Collagen I, elastin, and hyaluronic acid synthesis of fibroblasts with and without the action of Mécano-Stimulation™. Notes: The quantification of collagen I and hyaluronic acid was evaluated using an enzyme-linked immunosorbent assay kit. The concentration in the samples was determined by comparing the optical density of the samples to the standard curve. The total soluble elastin was assayed by a colorimetric method (Fastin Elastin assay). Results are expressed as % respective control. At T1, nonsignificant increase in the synthesis of collagen I (A) was observed between the treated and untreated hemiface (107.8%±69.8% and 100.0%±0.0%/control). At T1, an increase in the synthesis of elastin (B) and hyaluronic acid (C) was observed between the treated and untreated hemiface (P=0.175 and P=0.268, respectively). Abbreviation: T, time.

Figure 11

MMP-1, MMP-9, and TIMP-1 synthesis of fibroblasts with and without the action of Mécano-Stimulation™. Notes: The quantification of MMP-1, MMP-9, and TIMP-1 was obtained using an enzyme-linked immunosorbent assay kit. Results are expressed as % respective control. No significant change was observed in the synthesis of MMP-1 (A) and TIMP-1 (C).
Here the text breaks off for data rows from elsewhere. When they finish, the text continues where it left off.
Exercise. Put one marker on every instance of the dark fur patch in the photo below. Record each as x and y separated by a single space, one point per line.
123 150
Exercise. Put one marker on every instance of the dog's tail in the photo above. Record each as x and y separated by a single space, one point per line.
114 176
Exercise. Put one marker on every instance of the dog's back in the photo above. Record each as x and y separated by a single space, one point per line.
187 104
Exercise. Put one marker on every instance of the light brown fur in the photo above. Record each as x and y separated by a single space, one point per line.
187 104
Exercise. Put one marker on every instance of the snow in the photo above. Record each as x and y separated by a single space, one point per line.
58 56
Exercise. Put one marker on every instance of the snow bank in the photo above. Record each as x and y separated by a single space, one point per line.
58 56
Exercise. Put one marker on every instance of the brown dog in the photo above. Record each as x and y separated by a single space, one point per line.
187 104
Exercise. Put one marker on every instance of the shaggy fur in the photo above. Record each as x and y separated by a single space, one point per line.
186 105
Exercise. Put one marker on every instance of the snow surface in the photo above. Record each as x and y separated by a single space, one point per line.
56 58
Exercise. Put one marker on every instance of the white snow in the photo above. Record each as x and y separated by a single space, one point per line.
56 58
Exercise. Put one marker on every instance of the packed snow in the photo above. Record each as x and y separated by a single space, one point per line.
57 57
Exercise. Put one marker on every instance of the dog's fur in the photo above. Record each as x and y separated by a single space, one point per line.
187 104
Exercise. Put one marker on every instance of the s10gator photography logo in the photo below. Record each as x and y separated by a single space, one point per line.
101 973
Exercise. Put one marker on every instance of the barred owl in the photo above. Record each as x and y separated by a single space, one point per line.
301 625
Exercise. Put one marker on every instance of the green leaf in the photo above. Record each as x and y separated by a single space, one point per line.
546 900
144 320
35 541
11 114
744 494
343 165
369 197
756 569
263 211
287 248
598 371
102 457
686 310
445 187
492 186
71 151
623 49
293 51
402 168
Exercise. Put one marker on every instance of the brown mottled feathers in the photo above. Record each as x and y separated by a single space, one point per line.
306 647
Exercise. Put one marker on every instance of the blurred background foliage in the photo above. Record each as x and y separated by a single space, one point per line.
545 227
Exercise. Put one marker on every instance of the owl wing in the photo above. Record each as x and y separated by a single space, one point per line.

At T1, a significant increase in the synthesis of MMP-9 (B) was observed between the treated and untreated hemiface (P=0.033). *P<0.05 versus control. Abbreviations: MMP, matrix metalloproteinase; TIMP, tissue inhibitor of metalloproteinases; T, time.

Figure 12

Examples of ultrastructure observed when comparing the treated versus untreated side. Notes: Examples of ultrastructure of the papillary dermis observed when comparing the treated versus untreated side. Untreated side (A): Presence of an amorphous substance (*) in the spaces between fragmented EFs. Treated side (B, C, D, and E). (B) Restructured EFs in the vicinity of Fb with clear cytoplasm and developed mitochondria. Fb express well-developed rough endoplasmic network (C) and plasma membrane–attached small secretory vesicles often facing the EFs (D). (E) Immunogold labeling of α-smooth muscle actin in the Fb of the papillary dermis. Abbreviations: EFs, elastic fibers; Fb, fibroblasts.